Even more applications are likely over the coming years as more engineers recognize just how easy to use and versatile these adhesives can be.
Easy On the Environment
Many organic adhesive products contain solvents and various diluents, and heat is generally used to drive off these volatiles during the cure process.
UV-cure compounds avoid this issue entirely. They cure when radiant energy from a UV light source is absorbed and converted to chemical energy. This conversion process is 100 percent reactive in that it produces no volatile losses. It is essentially a non-polluting cure.
UV-cure compounds also save energy on the factory floor. They do away with the need for ovens or other thermal curing equipment. And they enable a more efficient production process thanks to their fast cure and minimal post-cure requirements.
UV Curing Hardware
UV curing systems employ special lamps as a radiative energy source. These UV lamps are controlled discharge devices that contain mercury and inert gas. At both ends of the tube are electrodes, which are joined to metal end caps to form the electrical connections to the lamp.
The distance between the electrodes determines the amount of voltage needed to span the gap and strike an arc. The arc generates electromagnetic energy of varying wave lengths, giving off infrared and visible light as well as the desired ultraviolet radiation.
Lamp cooling by air or water is important because electrodes operate most efficiently at around 1,500°F. A power source or ballast is required to increase the input voltage and provide constant power to the mercury vapor lamps.
Considerable progress has been and continues to be made in the design and durability of UV lamp equipment. Lamps that can generate UV light at 365 nm, which is becoming the standard, can now give trouble free service for more than 2,000 hours. (remember to take safety precautions when using any UV light source.)
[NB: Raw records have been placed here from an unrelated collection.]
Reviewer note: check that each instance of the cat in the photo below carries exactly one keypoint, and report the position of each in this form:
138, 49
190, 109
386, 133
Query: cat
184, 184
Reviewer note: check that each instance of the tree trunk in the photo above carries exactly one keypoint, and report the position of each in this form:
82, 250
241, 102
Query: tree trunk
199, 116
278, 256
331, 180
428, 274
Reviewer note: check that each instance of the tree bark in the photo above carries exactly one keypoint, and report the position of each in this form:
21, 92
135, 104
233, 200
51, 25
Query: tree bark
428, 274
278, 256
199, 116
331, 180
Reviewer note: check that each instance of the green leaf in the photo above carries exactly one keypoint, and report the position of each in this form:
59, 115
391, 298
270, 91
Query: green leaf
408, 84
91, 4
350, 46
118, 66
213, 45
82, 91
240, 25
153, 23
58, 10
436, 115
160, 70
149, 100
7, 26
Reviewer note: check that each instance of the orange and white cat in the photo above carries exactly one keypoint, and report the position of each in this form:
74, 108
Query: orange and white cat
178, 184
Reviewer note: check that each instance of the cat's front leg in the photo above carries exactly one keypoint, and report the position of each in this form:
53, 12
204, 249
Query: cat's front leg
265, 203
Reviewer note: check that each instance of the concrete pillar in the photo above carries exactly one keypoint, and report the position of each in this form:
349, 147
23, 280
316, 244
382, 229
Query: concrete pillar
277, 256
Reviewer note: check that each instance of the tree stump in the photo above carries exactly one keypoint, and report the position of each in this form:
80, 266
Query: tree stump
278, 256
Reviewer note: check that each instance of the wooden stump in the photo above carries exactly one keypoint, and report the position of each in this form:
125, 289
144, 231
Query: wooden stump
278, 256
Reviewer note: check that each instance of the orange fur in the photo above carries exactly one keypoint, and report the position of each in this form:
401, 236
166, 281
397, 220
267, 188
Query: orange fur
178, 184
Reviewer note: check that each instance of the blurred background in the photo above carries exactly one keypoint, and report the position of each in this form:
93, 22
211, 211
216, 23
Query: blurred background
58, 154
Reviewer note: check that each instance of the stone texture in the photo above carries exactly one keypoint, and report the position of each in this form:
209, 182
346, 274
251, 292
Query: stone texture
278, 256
The Cure for Spin Coating Jobs
An increasingly important use for UV curing compound involves their use in spin coating, a method for coating substrates with a thin film. Often used in the semiconductor industry to create microlithography photoresists, spin coating has also been applied to the microfabrication of electro-optic, microfluidic and sensor components. Film thickness varies with the application but is usually a couple of microns or less.
UV curable epoxies are a particularly good fit for the spin coating process. These compounds offer a lower viscosity that’s well-suited to uniform deposition by spinning. These compounds also cure quickly upon UV-light exposure and do so at room temperature, which helps protects delicate substrates and electrical structures from excessive heat.
Once applied as films, the epoxies have exceptional performance properties, including high impact strength, strong bonds to a variety of electronic substrate materials, chemical resistance and electrical insulation properties.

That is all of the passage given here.